ESTRO 2025 - Abstract Book

S2905

Physics - Dose prediction, optimisation and applications of photon and electron planning

ESTRO 2025

3896

Digital Poster EQOR – A Tool for EQDX-based Optimization for Re-Irradiation Klara Kefer, Madalyne Day, Riccardo Dal Bello, Matthias Guckenberger, Nicolaus Andratschke, Stephanie Tanadini Lang Radiation Oncology, University Hospital of Zürich, Zürich, Germany Purpose/Objective: Reirradiation poses a complex challenge in balancing cumulative radiation doses, requiring strategies to minimize toxicity while maintaining effective tumor control. This project presents and evaluates a base dose optimization workflow, meaning that the previous irradiated dose is taken into account for the current treatment, integrated within a clinical treatment planning system. Material/Methods: The workflow was implemented in the Eclipse treatment planning system (Siemens Healthineers) using an ESAPI script. It allows the conversion of previously delivered dose distributions to the new fractionation, which is then used as a base dose plan for optimizing the new treatment. An overview of the workflow steps involved is presented in Figure 2. The base dose plan approach was evaluated for four patients previously treated at our institute. Treatment plans were re-optimized, and compared to the clinically delivered plans in terms of dose to the planning target volume (PTV), and critical organs at risk (OARs). The cohort included two patients treated for head and neck cancers, one for brain cancer, and one for thoracic cancer. In these cases, there was no PTV compromise required for OARs overlapping with the PTV (to achieve cumulative dose constraints) Results: Four patient plans were successfully optimized using the base dose optimization method.
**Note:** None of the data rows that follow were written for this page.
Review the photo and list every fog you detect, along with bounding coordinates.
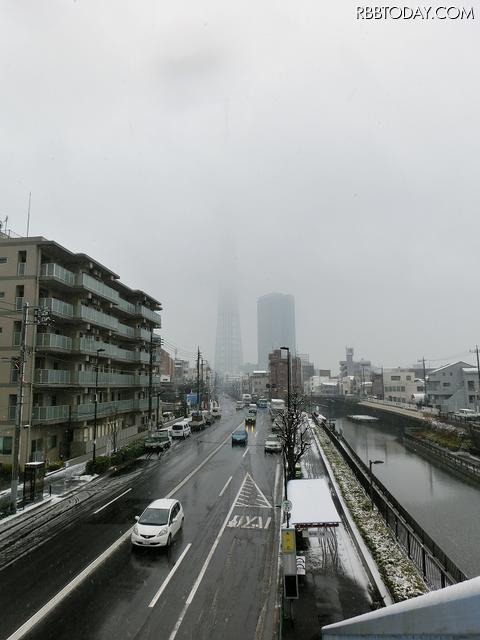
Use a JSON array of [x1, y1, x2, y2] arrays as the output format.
[[0, 0, 480, 371]]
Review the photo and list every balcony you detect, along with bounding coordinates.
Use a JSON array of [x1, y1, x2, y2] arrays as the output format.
[[34, 369, 70, 386], [117, 322, 136, 339], [35, 333, 73, 351], [32, 404, 70, 422], [74, 338, 135, 362], [75, 304, 118, 331], [78, 273, 120, 304], [137, 304, 162, 327], [40, 262, 75, 287], [39, 298, 73, 320], [117, 297, 137, 316], [74, 371, 135, 387], [73, 400, 134, 420]]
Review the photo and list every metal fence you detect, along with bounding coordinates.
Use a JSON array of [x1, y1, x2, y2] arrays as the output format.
[[316, 420, 468, 589]]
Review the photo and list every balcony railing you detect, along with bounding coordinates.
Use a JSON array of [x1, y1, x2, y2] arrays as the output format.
[[32, 404, 70, 422], [39, 298, 73, 318], [75, 304, 118, 331], [40, 262, 75, 287], [74, 338, 135, 362], [34, 369, 70, 385], [117, 322, 135, 338], [74, 371, 135, 387], [79, 273, 120, 304], [35, 333, 73, 351], [117, 297, 136, 315], [137, 304, 162, 327]]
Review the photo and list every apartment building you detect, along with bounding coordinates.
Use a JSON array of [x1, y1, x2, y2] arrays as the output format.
[[0, 236, 161, 466]]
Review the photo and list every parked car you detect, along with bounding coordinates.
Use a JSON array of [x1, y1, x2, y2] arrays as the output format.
[[144, 429, 171, 451], [245, 412, 257, 426], [190, 411, 207, 431], [171, 420, 192, 439], [130, 499, 185, 547], [202, 411, 213, 426], [232, 429, 248, 447], [265, 433, 283, 453]]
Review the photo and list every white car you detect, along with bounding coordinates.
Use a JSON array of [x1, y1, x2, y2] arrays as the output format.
[[265, 433, 283, 453], [130, 499, 185, 547], [170, 420, 192, 440]]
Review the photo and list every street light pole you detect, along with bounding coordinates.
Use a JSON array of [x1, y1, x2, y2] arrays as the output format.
[[92, 349, 105, 472], [368, 460, 384, 509]]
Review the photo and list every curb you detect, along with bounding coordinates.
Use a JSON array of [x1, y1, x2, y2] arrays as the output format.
[[310, 424, 395, 606]]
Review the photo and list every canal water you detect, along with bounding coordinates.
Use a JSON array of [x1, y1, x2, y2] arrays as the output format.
[[336, 417, 480, 578]]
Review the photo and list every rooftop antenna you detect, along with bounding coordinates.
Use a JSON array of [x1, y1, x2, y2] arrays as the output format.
[[27, 191, 32, 238]]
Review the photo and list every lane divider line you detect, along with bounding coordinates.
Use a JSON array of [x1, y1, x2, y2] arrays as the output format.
[[7, 527, 133, 640], [167, 474, 249, 640], [218, 476, 233, 498], [93, 487, 132, 515], [148, 542, 192, 609], [6, 424, 241, 640]]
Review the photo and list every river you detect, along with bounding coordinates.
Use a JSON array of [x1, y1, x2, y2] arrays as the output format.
[[336, 417, 480, 578]]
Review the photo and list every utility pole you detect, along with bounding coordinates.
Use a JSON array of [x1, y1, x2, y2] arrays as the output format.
[[148, 325, 153, 431], [10, 302, 29, 513], [197, 347, 201, 411]]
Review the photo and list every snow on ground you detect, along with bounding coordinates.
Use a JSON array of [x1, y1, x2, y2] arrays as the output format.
[[314, 427, 428, 602]]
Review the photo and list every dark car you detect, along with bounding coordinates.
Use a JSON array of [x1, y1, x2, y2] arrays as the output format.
[[232, 429, 248, 447]]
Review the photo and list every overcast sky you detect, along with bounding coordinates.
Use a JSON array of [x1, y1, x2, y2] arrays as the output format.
[[0, 0, 480, 371]]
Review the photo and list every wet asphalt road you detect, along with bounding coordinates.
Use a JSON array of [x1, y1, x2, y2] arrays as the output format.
[[0, 402, 281, 640]]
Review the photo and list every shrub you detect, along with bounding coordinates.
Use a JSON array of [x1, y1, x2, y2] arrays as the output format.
[[85, 456, 111, 475], [47, 460, 64, 471], [0, 462, 12, 476]]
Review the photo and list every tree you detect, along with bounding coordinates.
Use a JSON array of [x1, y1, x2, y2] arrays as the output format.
[[276, 391, 310, 480]]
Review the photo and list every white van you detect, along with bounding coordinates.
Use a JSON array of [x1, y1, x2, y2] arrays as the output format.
[[170, 420, 192, 440]]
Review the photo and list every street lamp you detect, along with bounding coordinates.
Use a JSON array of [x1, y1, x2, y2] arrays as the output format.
[[368, 460, 385, 509], [92, 349, 105, 471], [280, 347, 290, 529]]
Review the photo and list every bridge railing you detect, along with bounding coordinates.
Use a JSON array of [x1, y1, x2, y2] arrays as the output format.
[[316, 420, 467, 589]]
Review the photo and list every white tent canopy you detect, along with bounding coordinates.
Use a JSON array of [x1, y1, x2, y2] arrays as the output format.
[[287, 478, 340, 527]]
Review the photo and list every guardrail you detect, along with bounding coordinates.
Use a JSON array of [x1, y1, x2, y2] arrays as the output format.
[[314, 416, 468, 589], [403, 433, 480, 481]]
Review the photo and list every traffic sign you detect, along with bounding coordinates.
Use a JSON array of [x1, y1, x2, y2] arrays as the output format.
[[282, 500, 293, 513]]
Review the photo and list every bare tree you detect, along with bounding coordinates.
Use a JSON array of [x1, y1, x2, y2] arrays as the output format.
[[276, 391, 310, 480]]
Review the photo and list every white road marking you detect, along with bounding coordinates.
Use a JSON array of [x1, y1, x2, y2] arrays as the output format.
[[148, 542, 192, 608], [93, 488, 132, 515], [7, 529, 131, 640], [218, 476, 233, 498], [6, 424, 241, 640], [168, 474, 249, 640]]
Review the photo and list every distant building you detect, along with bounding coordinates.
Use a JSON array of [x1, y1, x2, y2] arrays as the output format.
[[426, 360, 480, 413], [215, 288, 243, 376], [383, 367, 424, 404], [257, 293, 296, 369], [268, 349, 303, 398], [340, 347, 372, 382]]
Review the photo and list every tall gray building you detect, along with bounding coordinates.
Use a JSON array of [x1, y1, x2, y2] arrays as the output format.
[[257, 293, 295, 369], [215, 288, 243, 375]]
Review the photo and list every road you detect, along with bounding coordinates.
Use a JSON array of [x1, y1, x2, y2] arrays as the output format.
[[0, 402, 281, 640]]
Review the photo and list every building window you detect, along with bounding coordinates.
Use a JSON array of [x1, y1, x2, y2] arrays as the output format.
[[0, 436, 13, 456]]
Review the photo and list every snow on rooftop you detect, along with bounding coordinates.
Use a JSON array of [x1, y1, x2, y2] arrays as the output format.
[[287, 478, 340, 527]]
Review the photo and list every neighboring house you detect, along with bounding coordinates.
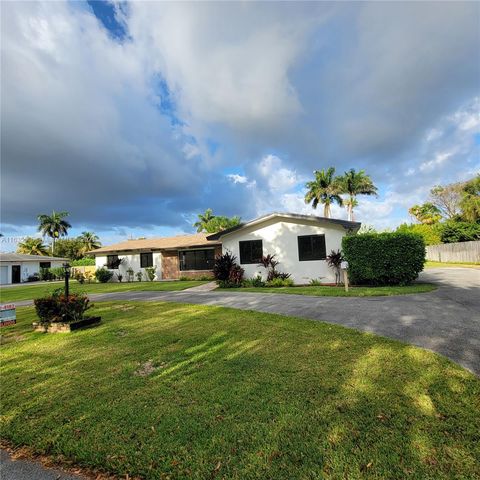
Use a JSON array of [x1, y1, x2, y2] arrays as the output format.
[[90, 233, 222, 281], [207, 213, 361, 284], [0, 253, 68, 285]]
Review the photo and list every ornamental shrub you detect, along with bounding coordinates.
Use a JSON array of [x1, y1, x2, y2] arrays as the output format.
[[342, 232, 425, 285], [95, 267, 113, 283]]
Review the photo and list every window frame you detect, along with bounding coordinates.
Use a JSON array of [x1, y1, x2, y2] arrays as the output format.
[[178, 248, 215, 272], [238, 238, 263, 265], [106, 254, 120, 270], [297, 233, 327, 262], [140, 252, 153, 268]]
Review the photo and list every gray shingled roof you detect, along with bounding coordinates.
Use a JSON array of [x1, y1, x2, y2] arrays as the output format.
[[0, 253, 69, 262], [207, 212, 362, 240]]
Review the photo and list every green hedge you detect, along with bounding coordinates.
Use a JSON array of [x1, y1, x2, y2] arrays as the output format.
[[342, 232, 425, 285]]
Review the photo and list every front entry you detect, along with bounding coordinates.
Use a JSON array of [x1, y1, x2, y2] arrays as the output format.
[[12, 265, 20, 283]]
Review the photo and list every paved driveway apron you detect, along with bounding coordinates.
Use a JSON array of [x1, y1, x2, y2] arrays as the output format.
[[19, 268, 480, 376]]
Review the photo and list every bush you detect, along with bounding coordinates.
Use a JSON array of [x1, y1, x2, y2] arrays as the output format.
[[342, 232, 425, 285], [145, 267, 155, 282], [397, 223, 442, 245], [440, 221, 480, 243], [70, 257, 95, 267], [34, 289, 91, 323], [267, 277, 293, 288], [213, 252, 237, 282], [95, 267, 113, 283], [243, 275, 265, 288]]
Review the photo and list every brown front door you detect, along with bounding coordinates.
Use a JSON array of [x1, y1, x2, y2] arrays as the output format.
[[12, 265, 20, 283]]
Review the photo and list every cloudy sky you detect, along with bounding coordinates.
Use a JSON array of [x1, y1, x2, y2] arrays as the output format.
[[1, 1, 480, 248]]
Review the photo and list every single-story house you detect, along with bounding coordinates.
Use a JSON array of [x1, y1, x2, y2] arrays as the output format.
[[90, 233, 222, 281], [207, 213, 361, 284], [90, 213, 360, 284], [0, 253, 68, 285]]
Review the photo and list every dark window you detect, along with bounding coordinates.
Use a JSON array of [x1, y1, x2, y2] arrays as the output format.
[[298, 235, 327, 262], [107, 255, 120, 270], [239, 240, 263, 264], [140, 253, 153, 268], [178, 249, 215, 270]]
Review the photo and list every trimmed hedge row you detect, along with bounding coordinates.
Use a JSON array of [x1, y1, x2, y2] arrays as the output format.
[[342, 232, 425, 285]]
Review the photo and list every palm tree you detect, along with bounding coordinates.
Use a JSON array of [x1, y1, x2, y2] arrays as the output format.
[[37, 210, 72, 254], [78, 232, 102, 253], [193, 208, 215, 233], [17, 237, 48, 256], [305, 167, 343, 218], [341, 168, 377, 222]]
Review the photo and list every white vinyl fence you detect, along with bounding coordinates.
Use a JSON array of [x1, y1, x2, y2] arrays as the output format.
[[427, 240, 480, 263]]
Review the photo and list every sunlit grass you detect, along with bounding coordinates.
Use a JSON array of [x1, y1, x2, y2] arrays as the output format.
[[0, 280, 206, 303], [0, 302, 480, 480]]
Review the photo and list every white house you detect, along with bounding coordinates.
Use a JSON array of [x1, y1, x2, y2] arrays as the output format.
[[207, 213, 361, 284], [0, 253, 68, 285]]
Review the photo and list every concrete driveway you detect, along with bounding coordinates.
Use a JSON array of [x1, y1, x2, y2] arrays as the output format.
[[17, 268, 480, 376]]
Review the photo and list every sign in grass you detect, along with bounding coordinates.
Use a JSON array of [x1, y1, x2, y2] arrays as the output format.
[[0, 303, 17, 327]]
The PTV coverage was similar for both methods, with the median dose difference for each case being less than 1%. The same was observed for the D95% of the PTV. These results are summarized in Figure 2 (above). Two OARs were evaluated for each re-optimized patient showing a superiority of the base dose plan in terms of OAR sparing. Specifically, the mean dose and the D0.1cc for each evaluated OAR were either lower or within the same range as those of the clinically delivered plan. The results are illustrated in Figure 2 (below).